I am a 22 year old male. I love diving, spelunking and anything Japanese. I'm healthy and have a relatively normal life and a beautiful vibrant daughter and a loving fiancé.

However, I find that I don't like being alone for long periods of time. If I'm at a friends house with them and they go to the bathroom, I'm constantly calling out to them to make sure they're still in the building. They think it's kind of funny, but I get genuinely nervous. If my fiancé is going shopping with our daughter, I'm there. I don`t want to stay home alone. I tried a job that required me to sit at a desk and answer calls, but found that it was too scary without someone around me.

Driving is murder for me. I offer to take our two year old for a ride just to go to the grocery store for milk.

I can't even take long showers anymore. I asked my fiancé to sit in the bathroom and talk to me whenever possible just so I can relax a bit in the shower.

I need human interaction. Even just human presence. A dog will do too. Or a really loving cat. But I can't sit in a room or a house for any length of time without getting upset. I don't even know why. I have a panic attack most of the time, and I will try to comfort myself by gripping something that's been recently touched by someone (Like a mug, or a book, or papers of some sort).
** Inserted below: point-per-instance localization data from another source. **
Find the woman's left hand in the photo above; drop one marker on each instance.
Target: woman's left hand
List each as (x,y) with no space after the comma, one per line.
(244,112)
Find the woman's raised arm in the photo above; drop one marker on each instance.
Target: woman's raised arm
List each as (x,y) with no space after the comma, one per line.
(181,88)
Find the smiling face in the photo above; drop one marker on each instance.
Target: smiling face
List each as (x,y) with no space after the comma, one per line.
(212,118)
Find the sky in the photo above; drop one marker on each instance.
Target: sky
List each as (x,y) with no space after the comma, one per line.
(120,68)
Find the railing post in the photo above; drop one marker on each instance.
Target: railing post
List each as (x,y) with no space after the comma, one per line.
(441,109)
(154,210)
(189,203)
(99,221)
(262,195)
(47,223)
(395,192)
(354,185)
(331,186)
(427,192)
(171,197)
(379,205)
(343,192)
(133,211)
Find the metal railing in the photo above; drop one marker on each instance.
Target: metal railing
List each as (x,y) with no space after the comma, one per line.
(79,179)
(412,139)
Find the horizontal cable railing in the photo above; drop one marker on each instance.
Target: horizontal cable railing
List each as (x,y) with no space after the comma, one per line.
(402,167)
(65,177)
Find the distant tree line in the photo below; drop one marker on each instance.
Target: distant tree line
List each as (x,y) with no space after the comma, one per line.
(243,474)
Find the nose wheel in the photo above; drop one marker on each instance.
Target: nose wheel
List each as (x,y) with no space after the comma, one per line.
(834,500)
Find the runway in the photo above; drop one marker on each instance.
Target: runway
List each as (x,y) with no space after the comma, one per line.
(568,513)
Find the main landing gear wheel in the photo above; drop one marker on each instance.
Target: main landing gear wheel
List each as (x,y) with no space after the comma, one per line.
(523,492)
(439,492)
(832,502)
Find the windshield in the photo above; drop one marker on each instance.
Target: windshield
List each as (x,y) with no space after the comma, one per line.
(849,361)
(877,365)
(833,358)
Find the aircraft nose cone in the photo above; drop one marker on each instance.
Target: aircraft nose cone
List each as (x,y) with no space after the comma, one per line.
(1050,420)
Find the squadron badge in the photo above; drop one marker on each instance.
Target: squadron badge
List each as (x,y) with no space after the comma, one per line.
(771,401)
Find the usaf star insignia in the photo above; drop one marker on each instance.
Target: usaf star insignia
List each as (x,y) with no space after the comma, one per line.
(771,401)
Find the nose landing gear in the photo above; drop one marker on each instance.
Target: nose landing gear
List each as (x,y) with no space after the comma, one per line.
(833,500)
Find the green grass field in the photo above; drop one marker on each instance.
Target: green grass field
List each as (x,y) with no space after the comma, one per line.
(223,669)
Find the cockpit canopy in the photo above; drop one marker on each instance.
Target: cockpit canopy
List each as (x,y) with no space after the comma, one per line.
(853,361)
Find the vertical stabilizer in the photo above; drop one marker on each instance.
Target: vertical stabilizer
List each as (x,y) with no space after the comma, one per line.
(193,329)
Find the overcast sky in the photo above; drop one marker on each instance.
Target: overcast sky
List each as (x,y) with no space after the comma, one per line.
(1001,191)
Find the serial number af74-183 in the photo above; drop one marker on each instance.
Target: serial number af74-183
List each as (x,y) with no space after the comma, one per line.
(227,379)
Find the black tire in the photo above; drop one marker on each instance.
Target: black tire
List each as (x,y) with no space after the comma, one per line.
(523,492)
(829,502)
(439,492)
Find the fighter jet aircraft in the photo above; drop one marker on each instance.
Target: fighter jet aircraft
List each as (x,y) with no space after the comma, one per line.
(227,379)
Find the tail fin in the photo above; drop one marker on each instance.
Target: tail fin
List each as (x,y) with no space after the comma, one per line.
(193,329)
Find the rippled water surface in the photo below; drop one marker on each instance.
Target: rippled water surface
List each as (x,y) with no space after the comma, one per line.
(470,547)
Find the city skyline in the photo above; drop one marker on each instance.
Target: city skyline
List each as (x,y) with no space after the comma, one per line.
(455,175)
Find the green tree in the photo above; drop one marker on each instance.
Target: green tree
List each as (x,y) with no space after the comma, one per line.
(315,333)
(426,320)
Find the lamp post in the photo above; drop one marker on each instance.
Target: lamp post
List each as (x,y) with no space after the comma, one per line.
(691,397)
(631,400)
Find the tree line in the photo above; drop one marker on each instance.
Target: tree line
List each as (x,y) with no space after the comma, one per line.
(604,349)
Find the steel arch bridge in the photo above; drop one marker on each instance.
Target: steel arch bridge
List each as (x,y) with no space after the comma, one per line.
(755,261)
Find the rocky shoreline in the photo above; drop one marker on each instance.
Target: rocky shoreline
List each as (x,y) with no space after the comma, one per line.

If I'm alone, I feel like I'm losing myself. I can't explain it very well, but it's as if I'm alone with my thoughts, and they don't like me very much. Its akin to being stuck in the bathroom with the resident bully blocking the doorway, and you're the one who he loves to pick on.

Is there anything I can do to help with this? I have no clue. I've been to therapists, but all they do is 'talk' and never 'do'. They don't offer solutions. I would be eternally grateful if offered a way to gradually work my way out of this.